Monday 16 November 2015

Stephen Karam's THE HUMANS at the Roundabout and Taylor Mac's HIR at Playwrights Horizons

     I'm combining my comments on these plays for three reasons: we saw them on the same day, they are both riffs on classic American domestic drama and they both present versions of the death of patriarchal values.
     THE HUMANS takes place in a shabby, two-level apartment in Chinatown occupied by twenty-something Brigid Blake (Sarah Steele), a college graduate looking for an interesting job but supporting herself as a bartender, and her thirty-eight year old boyfriend Richard Saad (Arian Moayed), who is studying to be a social worker but also will at forty have a trust fund. Although the apartment is  almost bare, Brigid and Richard are hosting her family for Thanksgiving dinner. The family consists of father, mother, grandmother, who is in the throes of dementia and an older sister Aimee (Cassie Beck), who has severe colitis and has lost her job and her girlfriend. Brigid's family is suffering from the current heartless state of the American economy. Through a foolish decision, Erik, the father (Reed Birney), has lost his job at a parochial school and now works part-time at Walmart. Deidre, Brigid's mother (Jayne Houdyshell) has hit the glass ceiling in her office job. Erik and Brigid cannot afford proper care for his mother (Lauren Klein). Aimee's law firm is not at all sympathetic with her health problems. Brigid holds down two bartending jobs to make ends meet.
     The real problems are spiritual. Richard has suffered severe depression. Erik, who at first tries to maintain his authority as head of the family and his Scranton values is reduced to a state of terror by the end of the play. The terror comes from within and from without. Brigid and Richard's apartment seems to have a sinister life of its own. It is filled with mysterious loud noises. Kitchen utensils fall off the counter for no reason. Doors close on their own. Lights go out. THE HUMANS is a scary play about how little we really control our own lives. It begins as domestic comedy, but is  by the end really terrifying. The person who most experiences the menace is the patriarch, Erik, who is at first full of fatherly advice and judgment, but who ends up cowering in terror. Erik has lost his moral authority and has lost his way.
     What help is the family? There's much talk in the play of the importance of family, but each of the characters is really isolated, mired in his or her own crises. this all makes the play sound like a grim exercise, but THE HUMANS is also very funny. It's a warm, sympathetic play that shows sympathy for all the characters, even Erik, who causes the financial crisis that entraps his wife and mother.
     Joe Mantello has directed a pitch-perfect production. The cast is a brilliant ensemble.

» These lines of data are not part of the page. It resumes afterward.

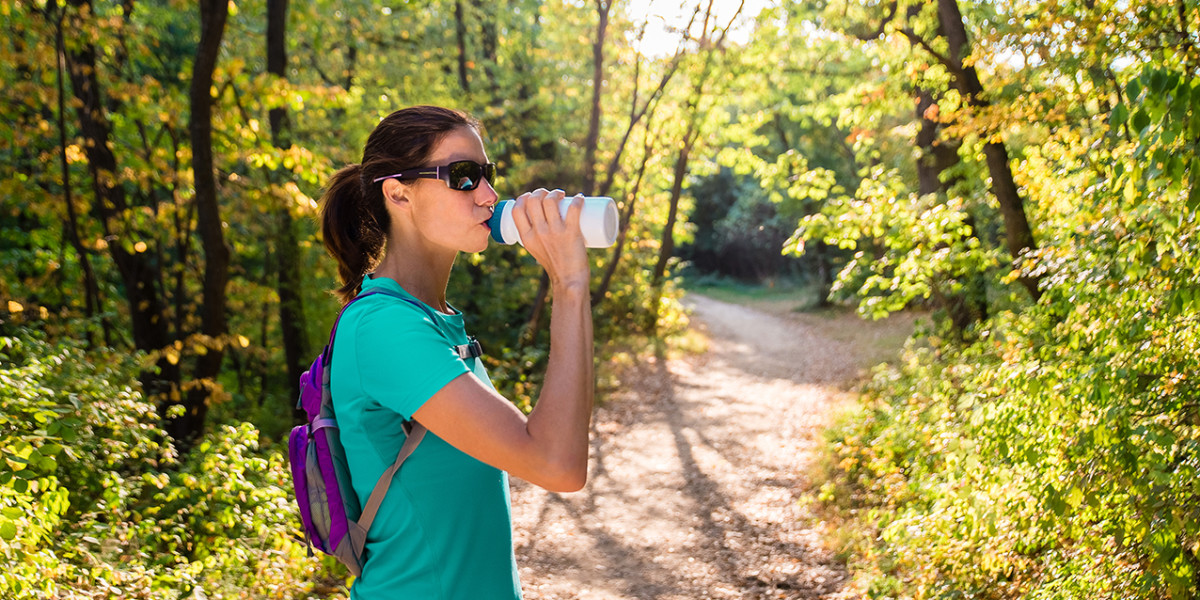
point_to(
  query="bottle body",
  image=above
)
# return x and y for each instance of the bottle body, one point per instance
(598, 221)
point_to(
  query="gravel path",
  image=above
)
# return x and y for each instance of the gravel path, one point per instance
(696, 467)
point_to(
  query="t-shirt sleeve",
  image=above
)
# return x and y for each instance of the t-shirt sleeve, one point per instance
(403, 359)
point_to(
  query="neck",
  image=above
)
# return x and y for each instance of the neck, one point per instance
(420, 270)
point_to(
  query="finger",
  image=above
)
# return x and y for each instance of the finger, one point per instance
(574, 213)
(520, 214)
(535, 210)
(550, 204)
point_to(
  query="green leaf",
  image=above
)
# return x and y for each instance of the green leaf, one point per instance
(1120, 115)
(1140, 120)
(1133, 89)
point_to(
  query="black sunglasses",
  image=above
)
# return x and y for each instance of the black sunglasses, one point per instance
(462, 175)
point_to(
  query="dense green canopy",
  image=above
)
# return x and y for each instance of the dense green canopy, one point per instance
(1027, 172)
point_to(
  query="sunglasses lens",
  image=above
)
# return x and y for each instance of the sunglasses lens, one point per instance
(466, 175)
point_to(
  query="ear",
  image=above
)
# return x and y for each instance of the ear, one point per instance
(394, 192)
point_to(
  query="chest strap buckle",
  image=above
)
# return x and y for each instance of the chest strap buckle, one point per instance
(472, 349)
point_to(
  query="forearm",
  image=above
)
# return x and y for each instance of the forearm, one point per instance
(561, 419)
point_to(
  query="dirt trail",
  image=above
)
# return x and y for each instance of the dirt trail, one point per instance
(696, 467)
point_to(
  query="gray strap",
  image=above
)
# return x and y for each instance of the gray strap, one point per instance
(369, 510)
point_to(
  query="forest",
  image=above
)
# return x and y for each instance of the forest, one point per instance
(1025, 172)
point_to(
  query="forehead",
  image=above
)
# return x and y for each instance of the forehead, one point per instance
(460, 144)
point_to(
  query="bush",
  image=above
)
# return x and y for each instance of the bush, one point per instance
(85, 467)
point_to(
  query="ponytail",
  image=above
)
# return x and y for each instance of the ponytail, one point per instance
(354, 227)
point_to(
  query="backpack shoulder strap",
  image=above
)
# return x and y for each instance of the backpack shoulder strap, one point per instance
(415, 433)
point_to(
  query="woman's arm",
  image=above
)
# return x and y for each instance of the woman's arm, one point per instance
(549, 448)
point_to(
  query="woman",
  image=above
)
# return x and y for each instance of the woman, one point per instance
(395, 223)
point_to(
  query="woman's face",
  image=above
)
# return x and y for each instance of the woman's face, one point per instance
(448, 217)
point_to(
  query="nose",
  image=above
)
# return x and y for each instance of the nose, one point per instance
(485, 195)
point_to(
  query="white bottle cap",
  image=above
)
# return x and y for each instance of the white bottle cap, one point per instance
(599, 221)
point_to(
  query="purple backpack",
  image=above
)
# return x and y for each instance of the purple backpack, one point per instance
(334, 522)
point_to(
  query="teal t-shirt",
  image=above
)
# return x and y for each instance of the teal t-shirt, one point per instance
(444, 531)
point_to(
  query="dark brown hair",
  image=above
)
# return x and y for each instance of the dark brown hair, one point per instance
(353, 217)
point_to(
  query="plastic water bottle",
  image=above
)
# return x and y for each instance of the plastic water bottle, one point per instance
(598, 221)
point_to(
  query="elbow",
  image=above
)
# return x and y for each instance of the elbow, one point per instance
(564, 478)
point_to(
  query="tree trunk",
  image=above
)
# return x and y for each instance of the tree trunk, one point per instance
(593, 139)
(1018, 233)
(138, 274)
(289, 281)
(681, 171)
(91, 288)
(460, 28)
(627, 215)
(190, 425)
(969, 306)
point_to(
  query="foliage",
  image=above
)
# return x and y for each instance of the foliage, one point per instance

SPecial kudo's to Fitz Patton's scary sound design.
     THE HUMANS is scheduled to transfer to Broadway after it's Roundabout run. It will be a major contender for the Tony Award. See it at the Laura Pels rather than one of those user unfriendly Broadway theatres. Above all, see it.
     When the curtain opens on Taylor Mac's HIR, we see a house filled with stuff strewn everywhere. In one corner sits Arnold (Daniel Oreskes), the patriarch, who has recently suffered a stroke, wearing a dress, clown makeup and a clown wig. His wife Paige (the fabulous Kristine Nielsen), is running around like Lucy Ricardo on speed. Their son Isaac (Cameron Scoggins) has just been thrown out of his military job of picking up body parts because of drug problems and is about to return home. Isaac returns hoping that domestic order will save him from his addiction and the horrors he has seen on the battlefield. When he sees the chaos and his father's condition, he runs to the sink and vomits. Isaac's teenage sister is now his brother Max (Tom Phelan).
     During the course of the play we discover that Arnold was a tyrannical patriarch who violently abused his children and his wife. Now that he is physically and mentally weakened, Paige has replaced order with what she sees as creative chaos. She refuses to perform the domestic duties of a conventional wife and champions the radical gender politics of her transgender son. Even though he knows that his father was a monster, he wants the patriarchal order re-established leading to a battle between him and his mother.
     HIR veers from zany sitcom to horrifying domestic tragedy. I was reminded of the classic "son comes home from the war" plays, David Rabe's STICKS AND BONES and Arthur Miller's ALL MY SONS. Mac's play is funnier, more absurdist, than either of these plays. Everyone has a bit of monster inside, though Max, the transsexual is the only character who seems to feel both a need from liberation from traditional gender roles and compassion for those trapped within them. Arnold may have been a monster, but Paige is also monstrous.
     Niegel Smith has given the play the over-the-top production it needs and has cast the play perfectly. Kristine Nielsen gives another magnificent performance; first zany, then powerful and a bit terrifying. Cameron Scoggins matches her energy as her son and nemesis. Tom Phelan gives a sensitive performance as Max, who will need to escape his mother in order to survive. Phelan has an amazingly expressive face.
     Both these play are worth seeing, but if you can only see one, don't miss THE HUMANS.